Dynamic modification of RNA affords proximal regulation of gene expression triggered by non-genomic or environmental changes. One such epitranscriptomic alteration in RNA metabolism is the installation of a methyl group on adenosine [N6-methyladenosine (m6A)] known to be the most prevalent modified state of messenger RNA (mRNA) in the mammalian cell. The methylation machinery responsible for the dynamic deposition and recognition of m6A on mRNA is composed of subunits that play specific roles, including reading, writing, and erasing of m6A marks on mRNA to influence gene expression. As a result, peculiar cellular perturbations have been linked to dysregulation of components of the mRNA methylation machinery or its cofactors. It is increasingly clear that neural tissues/cells, especially in the brain, make the most of m6A modification in maintaining normal morphology and function.
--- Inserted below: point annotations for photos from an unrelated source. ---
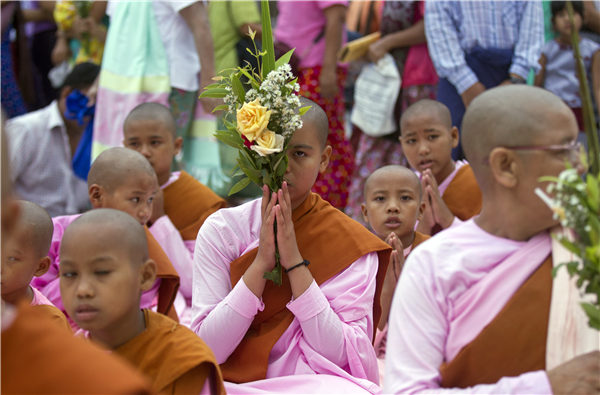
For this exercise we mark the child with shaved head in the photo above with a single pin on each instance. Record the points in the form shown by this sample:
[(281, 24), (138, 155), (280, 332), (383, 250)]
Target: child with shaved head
[(182, 204), (320, 322), (120, 179), (472, 306), (105, 267), (24, 256), (393, 205), (450, 191)]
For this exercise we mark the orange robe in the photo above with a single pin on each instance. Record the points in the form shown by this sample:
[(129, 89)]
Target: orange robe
[(188, 203), (173, 357), (319, 227), (169, 279), (513, 343), (54, 314), (39, 357)]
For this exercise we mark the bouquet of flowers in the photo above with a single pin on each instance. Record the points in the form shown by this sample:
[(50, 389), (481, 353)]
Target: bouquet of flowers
[(260, 122), (576, 204)]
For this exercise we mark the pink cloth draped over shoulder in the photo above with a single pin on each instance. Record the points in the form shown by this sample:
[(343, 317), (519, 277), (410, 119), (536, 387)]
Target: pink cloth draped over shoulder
[(450, 289)]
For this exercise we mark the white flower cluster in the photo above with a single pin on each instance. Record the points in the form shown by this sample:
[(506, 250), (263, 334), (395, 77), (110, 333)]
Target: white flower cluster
[(278, 93)]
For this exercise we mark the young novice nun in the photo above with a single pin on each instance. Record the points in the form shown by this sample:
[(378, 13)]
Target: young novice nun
[(104, 269), (182, 204), (472, 305), (322, 318), (39, 357), (124, 180), (24, 256), (450, 191), (393, 205)]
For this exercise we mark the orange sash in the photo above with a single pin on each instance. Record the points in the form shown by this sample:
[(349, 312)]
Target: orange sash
[(166, 352), (331, 241), (463, 196), (169, 279), (513, 343), (188, 203)]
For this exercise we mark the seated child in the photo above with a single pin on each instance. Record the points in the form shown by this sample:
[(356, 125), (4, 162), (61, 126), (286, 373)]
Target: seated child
[(393, 205), (124, 180), (183, 203), (320, 322), (105, 267), (24, 256), (450, 191), (558, 71)]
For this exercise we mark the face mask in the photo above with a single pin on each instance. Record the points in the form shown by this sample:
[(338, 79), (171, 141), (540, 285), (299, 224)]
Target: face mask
[(77, 108)]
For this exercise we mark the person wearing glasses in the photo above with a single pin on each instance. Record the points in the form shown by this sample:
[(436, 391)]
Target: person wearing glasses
[(472, 306)]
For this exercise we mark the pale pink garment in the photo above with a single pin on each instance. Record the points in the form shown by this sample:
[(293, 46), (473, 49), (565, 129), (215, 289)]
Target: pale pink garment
[(381, 336), (451, 287), (568, 332), (442, 188), (49, 283), (39, 298), (300, 23), (333, 325)]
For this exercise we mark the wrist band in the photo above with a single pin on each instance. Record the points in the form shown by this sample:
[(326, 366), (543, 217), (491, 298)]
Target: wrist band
[(303, 263)]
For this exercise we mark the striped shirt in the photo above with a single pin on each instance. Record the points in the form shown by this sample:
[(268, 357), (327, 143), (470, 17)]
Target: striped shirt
[(453, 28)]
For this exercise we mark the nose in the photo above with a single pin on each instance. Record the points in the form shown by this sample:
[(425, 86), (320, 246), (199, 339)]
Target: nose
[(392, 206), (144, 150), (144, 212), (84, 288), (423, 148)]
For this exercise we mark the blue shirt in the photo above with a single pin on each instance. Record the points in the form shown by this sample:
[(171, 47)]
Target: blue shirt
[(453, 28)]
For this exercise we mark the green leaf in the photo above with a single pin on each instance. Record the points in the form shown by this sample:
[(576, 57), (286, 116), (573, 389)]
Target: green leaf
[(274, 275), (221, 107), (241, 184), (303, 110), (285, 58), (238, 88), (230, 138), (218, 93), (593, 313), (268, 60)]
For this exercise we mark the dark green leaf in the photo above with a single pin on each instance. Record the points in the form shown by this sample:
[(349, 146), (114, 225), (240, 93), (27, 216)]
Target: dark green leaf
[(241, 184), (285, 58)]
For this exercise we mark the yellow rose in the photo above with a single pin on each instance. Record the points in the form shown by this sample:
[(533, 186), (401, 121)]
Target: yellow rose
[(268, 143), (252, 119)]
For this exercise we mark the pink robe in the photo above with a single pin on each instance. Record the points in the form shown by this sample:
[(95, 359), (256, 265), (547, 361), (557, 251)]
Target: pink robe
[(333, 326), (450, 289)]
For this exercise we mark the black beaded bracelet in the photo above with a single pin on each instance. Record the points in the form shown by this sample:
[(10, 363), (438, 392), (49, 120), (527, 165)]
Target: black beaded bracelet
[(303, 263)]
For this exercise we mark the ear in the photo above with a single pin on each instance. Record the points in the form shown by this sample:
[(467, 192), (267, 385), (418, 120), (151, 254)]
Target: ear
[(363, 209), (178, 145), (421, 210), (147, 275), (43, 266), (325, 155), (455, 136), (97, 195), (504, 166)]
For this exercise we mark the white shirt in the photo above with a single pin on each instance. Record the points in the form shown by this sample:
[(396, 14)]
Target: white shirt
[(184, 64), (40, 162)]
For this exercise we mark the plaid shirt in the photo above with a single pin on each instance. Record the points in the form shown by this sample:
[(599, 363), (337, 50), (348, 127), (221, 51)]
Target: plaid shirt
[(453, 28)]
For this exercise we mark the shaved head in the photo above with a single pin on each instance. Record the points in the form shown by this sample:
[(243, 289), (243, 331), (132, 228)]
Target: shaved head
[(37, 224), (152, 111), (317, 117), (514, 115), (116, 165), (427, 107), (114, 228), (381, 175)]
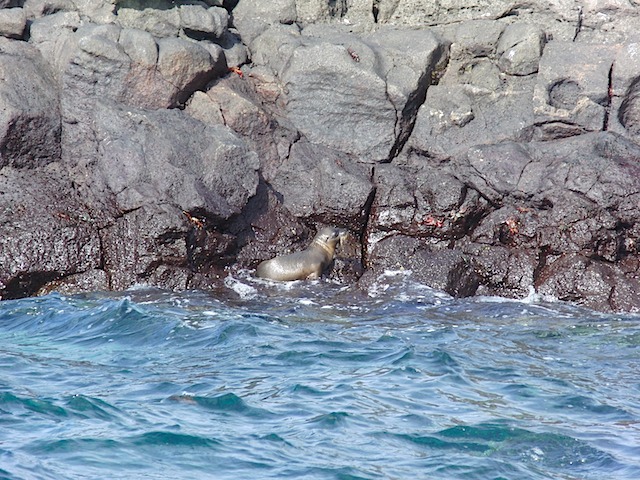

Neurons in particular display dynamic distribution of m6A marks during development and in adulthood. Interestingly, such dynamic m6A patterns are responsive to external cues and experience. Specific disturbances in the neural m6A landscape lead to anomalous phenotypes, including aberrant stem/progenitor cell proliferation and differentiation, defective cell fate choices, and abnormal synaptogenesis. Such m6A-linked neural perturbations may singularly or together have implications for syndromic or non-syndromic neurological diseases, given that most RNAs in the brain are enriched with m6A tags. Here, we review the current perspectives on the m6A machinery and function, its role in brain development and possible association with brain disorders, and the prospects of applying the clustered regularly interspaced short palindromic repeats (CRISPR)–dCas13b system to obviate m6A-related neurological anomalies.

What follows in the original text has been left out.